The first thing is to get rid of the GOP Gingrich Gang, AKA Conservative Inc, and it’s subsidiary, TeaParty Inc. Gingrich is part of the very institutional and power structure that needs not to be shaken up but destroyed.
He had his opportunity when the Government shut down during the Clinton administration – he correctly said “it was their government’. But when Tom Brokaw, Peter Jennings, and Dan Rather said nasty things about it, he caved and funded “their government” and got along with Clinton for the rest of his term (at least on the agenda – the Impeachment was just, excuse the pun, posturing).
His idea of a “contract” is a bunch of bullet items they will bring to the house floor for exactly one vote, allow to be gutted in the senate, and vetoed by the president.
For me, it doesn’t matter if it has 3 provisions or 3 dozen, if the preamble doesn’t state “I promise to always vote for these, attach this to every relevant bill and continuing resolution, push it in conference, vote against their opposite throughout every term I am in office”, it doesn’t matter what the provisions are.
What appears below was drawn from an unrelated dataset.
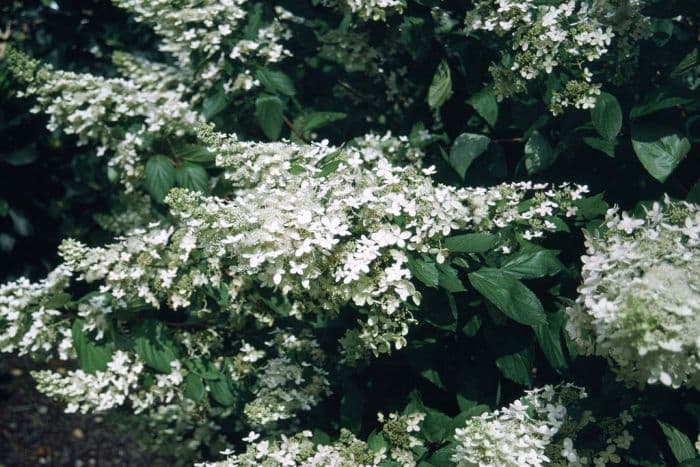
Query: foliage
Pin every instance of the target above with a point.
(281, 218)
Ron Paul ALWAYS votes for or against something on principle. Gingrich ALWAYS checks the opinion polls and the cable shows first.
Your own Patrick Buchanan writes a more original article monthly than the sum of Gingrich’s output over the last decade.
When his strategy of “We’re not Clinton” but no issues lost the house he had the decency to resign. Now he has neither the decency nor the wisdom to refrain from speaking.